While I recognize the necessary and appropriate deference that should be given to the Legislature when this court performs a rational basis analysis on an equal protection claim, at some point, the judiciary must draw the line and truly require that the legislative classification is somehow rationally related to a legitimate governmental purpose. The current guest statute has crossed that line.
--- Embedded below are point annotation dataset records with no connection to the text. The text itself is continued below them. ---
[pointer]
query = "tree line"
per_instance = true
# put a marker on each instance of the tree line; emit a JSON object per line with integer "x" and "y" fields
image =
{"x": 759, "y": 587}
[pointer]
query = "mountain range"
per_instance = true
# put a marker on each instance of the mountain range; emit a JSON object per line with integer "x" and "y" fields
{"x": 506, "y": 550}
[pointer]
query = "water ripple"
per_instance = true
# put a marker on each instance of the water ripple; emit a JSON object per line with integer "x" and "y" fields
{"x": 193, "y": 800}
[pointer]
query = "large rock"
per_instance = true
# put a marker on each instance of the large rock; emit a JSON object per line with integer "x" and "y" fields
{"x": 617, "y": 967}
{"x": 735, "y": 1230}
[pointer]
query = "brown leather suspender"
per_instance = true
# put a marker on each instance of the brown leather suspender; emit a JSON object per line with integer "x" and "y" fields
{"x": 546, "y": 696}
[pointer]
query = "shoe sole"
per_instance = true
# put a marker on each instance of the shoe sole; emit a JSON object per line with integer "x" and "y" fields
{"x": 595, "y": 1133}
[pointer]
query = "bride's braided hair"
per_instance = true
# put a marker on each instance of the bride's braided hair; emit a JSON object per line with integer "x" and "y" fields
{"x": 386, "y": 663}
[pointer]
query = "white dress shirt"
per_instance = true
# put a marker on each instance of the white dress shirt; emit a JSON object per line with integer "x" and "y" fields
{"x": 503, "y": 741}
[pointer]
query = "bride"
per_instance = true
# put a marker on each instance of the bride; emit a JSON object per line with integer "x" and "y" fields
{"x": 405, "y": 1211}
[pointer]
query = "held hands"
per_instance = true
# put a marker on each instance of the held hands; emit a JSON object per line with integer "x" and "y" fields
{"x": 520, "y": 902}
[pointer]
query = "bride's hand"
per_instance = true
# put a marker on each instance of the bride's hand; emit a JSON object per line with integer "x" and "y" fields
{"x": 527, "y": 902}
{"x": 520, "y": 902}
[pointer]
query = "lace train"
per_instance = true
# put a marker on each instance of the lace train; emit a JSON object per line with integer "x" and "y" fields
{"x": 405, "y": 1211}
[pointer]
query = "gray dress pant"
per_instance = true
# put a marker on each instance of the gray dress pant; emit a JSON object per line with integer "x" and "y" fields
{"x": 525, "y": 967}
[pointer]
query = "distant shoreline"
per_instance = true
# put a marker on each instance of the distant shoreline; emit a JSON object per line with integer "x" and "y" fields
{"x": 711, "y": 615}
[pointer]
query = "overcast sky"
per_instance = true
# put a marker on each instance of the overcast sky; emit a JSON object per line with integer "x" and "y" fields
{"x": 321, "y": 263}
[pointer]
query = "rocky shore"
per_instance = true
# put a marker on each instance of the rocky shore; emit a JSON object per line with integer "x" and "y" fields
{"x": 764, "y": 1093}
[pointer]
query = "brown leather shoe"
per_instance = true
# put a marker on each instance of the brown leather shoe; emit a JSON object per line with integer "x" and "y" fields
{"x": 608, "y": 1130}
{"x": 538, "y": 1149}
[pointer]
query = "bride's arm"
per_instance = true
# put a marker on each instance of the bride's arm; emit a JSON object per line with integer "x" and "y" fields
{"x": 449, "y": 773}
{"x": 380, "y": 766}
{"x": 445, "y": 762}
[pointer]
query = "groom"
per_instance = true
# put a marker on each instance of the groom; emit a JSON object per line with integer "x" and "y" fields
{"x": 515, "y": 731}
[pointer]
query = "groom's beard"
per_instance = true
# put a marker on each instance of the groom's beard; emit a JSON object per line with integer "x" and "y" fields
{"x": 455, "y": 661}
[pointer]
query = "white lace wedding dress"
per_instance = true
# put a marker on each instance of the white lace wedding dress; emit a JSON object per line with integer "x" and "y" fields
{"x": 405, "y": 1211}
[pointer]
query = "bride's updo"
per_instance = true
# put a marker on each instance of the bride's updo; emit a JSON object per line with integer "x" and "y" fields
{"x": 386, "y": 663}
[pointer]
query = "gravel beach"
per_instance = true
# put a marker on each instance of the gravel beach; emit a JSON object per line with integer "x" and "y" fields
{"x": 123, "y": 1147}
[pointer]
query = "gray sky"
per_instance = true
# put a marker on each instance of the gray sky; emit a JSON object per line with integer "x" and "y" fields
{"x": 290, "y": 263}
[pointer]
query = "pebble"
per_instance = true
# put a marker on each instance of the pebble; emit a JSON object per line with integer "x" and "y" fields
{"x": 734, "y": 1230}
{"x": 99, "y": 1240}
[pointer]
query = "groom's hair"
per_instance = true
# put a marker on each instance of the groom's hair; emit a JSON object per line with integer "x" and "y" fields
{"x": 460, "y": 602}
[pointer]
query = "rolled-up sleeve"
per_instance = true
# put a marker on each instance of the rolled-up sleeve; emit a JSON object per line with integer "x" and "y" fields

Certainly, the prevention of wholesale fraud and collusion is a legitimate governmental objective; however, the legislative *950record does not reflect that this was the objective of the classification created in 1981. In any event, limiting recovery for all family members is not rationally related to that objective, as it rests on the unreasonable presumption that all family members will collude, and does not serve to prevent actual collusion.
For the foregoing reasons, I conclude that the classifications drawn by § 25-21,237 are not rationally related to a legitimate state interest and are thus violative of the equal protection clause of the Nebraska Constitution. Consequently, I would reverse the district court’s judgment dismissing the Les’ theories of recovery based on simple negligence and remand the cause for a new trial as to those issues.
Hendry, C.J., and McCormack, L, join in this dissent. Hendry, C.J., dissenting.I was not a member of the court when Coburn v. Reiser, 254 Neb. 495, 577 N.W.2d 289 (1998), was decided; with that exception noted, I join in Justice Gerrard’s dissent.